Husband gets private investigator to plant spyware

Husband gets private investigator to plant spyware

SINGAPORE - A nurse who filed for divorce was shocked when her technician husband filed a counter claim accusing her of having an affair.

Grace (not her real name), 42, had decided on divorce after putting up with years of her husband coming home drunk, and getting verbally abusive.

Her lawyer, Ms Gloria James-Civetta, said the husband produced in court e-mail that Grace had sent to the man and photographs of the two together.

Grace, who denied the relationship, said: "I was so surprised that he had those materials because we slept separately after our marriage turned rocky, and my computer was in my room."

She found out during mediation that her husband had hired a private investigator, who made at least two visits to their five-room flat in Ang Mo Kio to plant spyware in her computer while she was at work.

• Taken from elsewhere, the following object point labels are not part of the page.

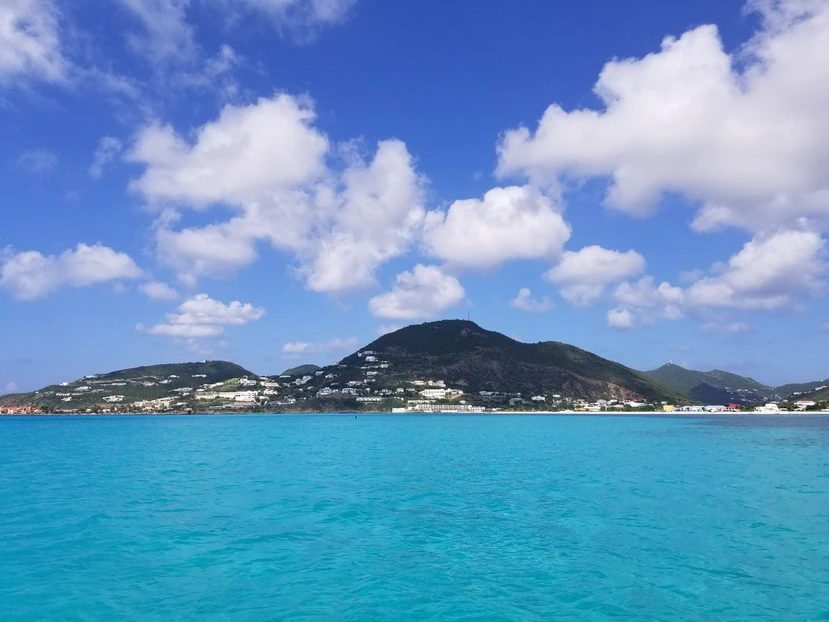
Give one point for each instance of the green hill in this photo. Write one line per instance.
(134, 384)
(474, 359)
(722, 387)
(301, 370)
(798, 388)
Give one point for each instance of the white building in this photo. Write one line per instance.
(771, 407)
(244, 396)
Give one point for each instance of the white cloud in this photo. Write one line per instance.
(770, 272)
(108, 149)
(246, 154)
(268, 163)
(422, 293)
(746, 135)
(620, 318)
(725, 327)
(297, 349)
(644, 302)
(37, 161)
(525, 302)
(202, 317)
(378, 214)
(30, 45)
(300, 20)
(167, 36)
(156, 290)
(29, 275)
(516, 222)
(583, 275)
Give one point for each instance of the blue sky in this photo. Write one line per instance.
(280, 181)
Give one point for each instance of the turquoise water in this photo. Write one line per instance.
(414, 517)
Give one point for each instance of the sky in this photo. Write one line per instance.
(276, 182)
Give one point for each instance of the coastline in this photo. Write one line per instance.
(546, 413)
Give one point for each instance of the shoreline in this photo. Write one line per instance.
(545, 413)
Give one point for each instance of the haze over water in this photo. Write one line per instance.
(414, 517)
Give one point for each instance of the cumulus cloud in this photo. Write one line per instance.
(30, 43)
(166, 36)
(268, 163)
(201, 317)
(29, 275)
(620, 318)
(725, 327)
(582, 276)
(301, 20)
(378, 214)
(424, 292)
(516, 222)
(770, 272)
(649, 300)
(37, 161)
(298, 349)
(525, 302)
(156, 290)
(108, 149)
(745, 135)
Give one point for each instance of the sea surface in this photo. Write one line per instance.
(414, 518)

The bug enabled him to receive a copy of every e-mail she sent and retrieve information stored in the desktop.

Ms James-Civetta objected to the use of this evidence in court. The e-mail and photos were not allowed to be admitted, as her husband failed to tell the court how he had obtained the information.

Grace was granted a divorce in October last year on the grounds of her husband's unreasonable behaviour.

"While this is a simpler case where the couple are simply fighting over the grounds of divorce to save face, the stakes could be much higher if assets or custody of children is involved," said Ms James-Civetta.

"That is why some spouses may turn desperate and resort to illegal ways of gaining the upper hand."

Snooping in divorce cases goes high-tech

Couples involved in bitter break-ups are increasingly resorting to illegal snooping to obtain incriminating information against their spouses, lawyers say.

Already, most of the evidence used in divorce cases these days comes from high-tech devices like mobile phones and computers. To get the upper hand, some spouses hire computer experts to hack into e-mail accounts or plant spyware in laptops and smartphones.

"In the past, it was the traditional documents and letters, but now, with technology and social media, as many as eight in 10 cases involve computer-generated evidence," said family lawyer Rajan Chettiar.